The data subject has the right to request information about the processing, the right to obtain rectification of data, the right to obtain blocking (restriction of processing) and the right to obtain the controller's access to his or her personal data and information relating to the processing of those data. The data subject shall have the right to request the deletion of his or her data where the conditions set out in Article 20 of the GDPR are met. The data subject may withdraw his or her consent at any time. Withdrawal of consent shall not affect the lawfulness of the processing prior to its withdrawal. The data subject may object to the processing of his or her data and may request the erasure of his or her data, provided that the conditions set out in Article 17 of the GDPR are fulfilled. The data subject's rights are described in detail in Chapter III of the GDPR. The data subject may exercise his or her rights under this point by sending an e-mail to adatvedelem@​uni-corvinus.hu.

Legal enforcement in relation to data processing

In the event of unlawful processing, the data subject may lodge a complaint with the CORVINUS Data Protection Officer, the National Authority for Data Protection and Freedom of Information (NAIH) or a court.

E-mail address of the Data Protection Officer: adatvedelem@​uni-corvinus.hu

Contact details of NAIH:

  • Address: 1055 Budapest, Falk Miksa utca 9-11.
  • Postal address: 1363 Budapest, Pf. 9
  • Telephone: +36 (1) 391-1400
  • Fax: +36 (1) 391-1400
  • Email: ugyfelszolgalat@​naih.hu
  • Web: naih.hu

In the event of legal proceedings, the case will fall within the jurisdiction of the Metropolitan Court of Budapest. If you wish to bring a case before a court of law, you can do so before the court of law of the place of residence (the contact details of the courts of law are available at birosag.hu/torvenyszekek).

How Rankless handles your data in practice

The points below supplement the formal notice above with the specifics of how the Rankless service processes your data.

Signing in with ORCID

Logging in is optional, and only needed if you want to take ownership of a profile. We use ORCID's /authenticate scope — the minimum that confirms who you are. From ORCID we receive and store only your ORCID iD and name. We do not request or store your email, your ORCID password, or any other part of your ORCID record, and we keep no ORCID access or refresh tokens.

When you sign in, this information is used to:

  • keep you logged in, via a session cookie that holds your ORCID iD and name and expires after one day;
  • record that your ORCID iD has signed in, so we can link you to the profile you own;
  • attribute the corrections you make to your name on the public ledger described below.

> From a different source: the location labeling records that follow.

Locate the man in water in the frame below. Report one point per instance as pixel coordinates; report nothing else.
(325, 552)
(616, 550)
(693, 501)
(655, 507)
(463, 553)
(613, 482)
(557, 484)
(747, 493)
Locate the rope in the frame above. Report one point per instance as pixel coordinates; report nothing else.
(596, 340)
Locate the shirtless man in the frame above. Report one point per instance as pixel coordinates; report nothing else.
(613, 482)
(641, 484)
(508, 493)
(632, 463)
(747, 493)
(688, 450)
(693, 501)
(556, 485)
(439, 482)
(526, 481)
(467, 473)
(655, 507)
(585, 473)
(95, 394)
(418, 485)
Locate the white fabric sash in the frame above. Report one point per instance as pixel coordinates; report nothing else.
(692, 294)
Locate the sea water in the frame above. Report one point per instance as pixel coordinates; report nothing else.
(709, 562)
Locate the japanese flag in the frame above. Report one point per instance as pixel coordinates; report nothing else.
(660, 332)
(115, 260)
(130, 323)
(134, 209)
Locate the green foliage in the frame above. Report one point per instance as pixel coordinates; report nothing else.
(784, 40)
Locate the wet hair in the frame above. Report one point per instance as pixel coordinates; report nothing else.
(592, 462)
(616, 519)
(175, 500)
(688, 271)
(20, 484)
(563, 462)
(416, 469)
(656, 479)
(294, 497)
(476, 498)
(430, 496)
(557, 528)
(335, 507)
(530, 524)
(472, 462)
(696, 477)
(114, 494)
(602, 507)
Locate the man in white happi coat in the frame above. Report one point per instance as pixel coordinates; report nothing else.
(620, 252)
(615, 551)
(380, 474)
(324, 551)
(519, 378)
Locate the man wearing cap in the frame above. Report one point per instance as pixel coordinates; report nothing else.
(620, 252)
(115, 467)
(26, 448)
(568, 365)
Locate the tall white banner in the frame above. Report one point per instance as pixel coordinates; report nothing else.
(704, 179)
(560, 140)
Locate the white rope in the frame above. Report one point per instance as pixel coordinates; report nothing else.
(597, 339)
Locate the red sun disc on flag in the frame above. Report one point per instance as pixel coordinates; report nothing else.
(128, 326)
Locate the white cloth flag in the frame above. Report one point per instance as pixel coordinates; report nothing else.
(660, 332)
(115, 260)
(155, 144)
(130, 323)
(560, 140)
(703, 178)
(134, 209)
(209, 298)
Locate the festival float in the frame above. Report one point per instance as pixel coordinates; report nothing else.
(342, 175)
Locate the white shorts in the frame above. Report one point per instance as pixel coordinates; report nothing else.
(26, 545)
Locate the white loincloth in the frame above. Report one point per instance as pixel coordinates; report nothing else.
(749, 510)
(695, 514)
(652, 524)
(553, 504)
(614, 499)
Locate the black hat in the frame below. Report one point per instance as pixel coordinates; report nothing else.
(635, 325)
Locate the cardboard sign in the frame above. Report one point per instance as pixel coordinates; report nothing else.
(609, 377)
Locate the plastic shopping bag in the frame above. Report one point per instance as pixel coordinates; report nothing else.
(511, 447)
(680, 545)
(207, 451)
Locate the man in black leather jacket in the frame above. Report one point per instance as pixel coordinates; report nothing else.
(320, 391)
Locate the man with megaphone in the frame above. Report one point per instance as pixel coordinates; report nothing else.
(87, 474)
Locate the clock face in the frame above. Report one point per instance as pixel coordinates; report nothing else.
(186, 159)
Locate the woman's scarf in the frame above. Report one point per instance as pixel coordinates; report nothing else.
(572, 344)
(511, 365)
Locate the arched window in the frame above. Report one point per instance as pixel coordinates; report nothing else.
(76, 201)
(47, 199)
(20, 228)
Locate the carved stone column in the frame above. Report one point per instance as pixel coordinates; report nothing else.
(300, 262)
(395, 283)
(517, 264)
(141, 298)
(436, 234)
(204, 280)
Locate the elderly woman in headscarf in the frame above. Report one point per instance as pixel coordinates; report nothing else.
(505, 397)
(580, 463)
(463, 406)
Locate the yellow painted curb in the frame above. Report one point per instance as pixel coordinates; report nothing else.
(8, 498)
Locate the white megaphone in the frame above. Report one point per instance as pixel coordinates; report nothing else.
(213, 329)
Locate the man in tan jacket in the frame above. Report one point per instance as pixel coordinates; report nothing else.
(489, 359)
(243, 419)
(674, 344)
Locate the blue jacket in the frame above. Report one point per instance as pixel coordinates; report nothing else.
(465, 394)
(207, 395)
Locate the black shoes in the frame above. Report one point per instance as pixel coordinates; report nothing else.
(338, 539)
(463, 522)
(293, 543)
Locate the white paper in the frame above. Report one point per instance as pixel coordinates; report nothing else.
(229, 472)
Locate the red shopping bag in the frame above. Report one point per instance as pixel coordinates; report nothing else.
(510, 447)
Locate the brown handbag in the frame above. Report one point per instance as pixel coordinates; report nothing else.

The legal basis for this processing is performance of the service you ask for when you choose to sign in (GDPR Art. 6(1)(b)).

The public ledger

Edits you make to a profile — adding a missing paper, removing one that isn't yours, merging duplicates — are written to a public, revocable ledger alongside your ORCID iD. This is deliberate: corrections are transparent and attributable. You can revoke any edit at any time from your profile, which removes it from the active record.

The optional survey

We sometimes show a short, optional survey. If you choose to answer it, we store your responses; if you are signed in, your ORCID iD is stored with them so we can understand who our users are. We do not log your IP address. Answering or dismissing the survey sets a cookie so we don't ask again. The legal basis is our legitimate interest in improving Rankless (GDPR Art. 6(1)(f)).

Cookies

  • session — strictly necessary; keeps you logged in for one day. Set only after you sign in.
  • survey preference cookies — remember that you answered or dismissed the survey, so it isn't shown repeatedly.

We use no advertising, tracking, or analytics cookies, so there is nothing to consent to beyond these functional cookies.

Retention

  • The session cookie expires after one day.
  • Ledger edits are kept until you revoke them.
  • The record that your ORCID iD signed in, and any survey responses, are kept until you ask us to delete them, which you can request using the contact details above.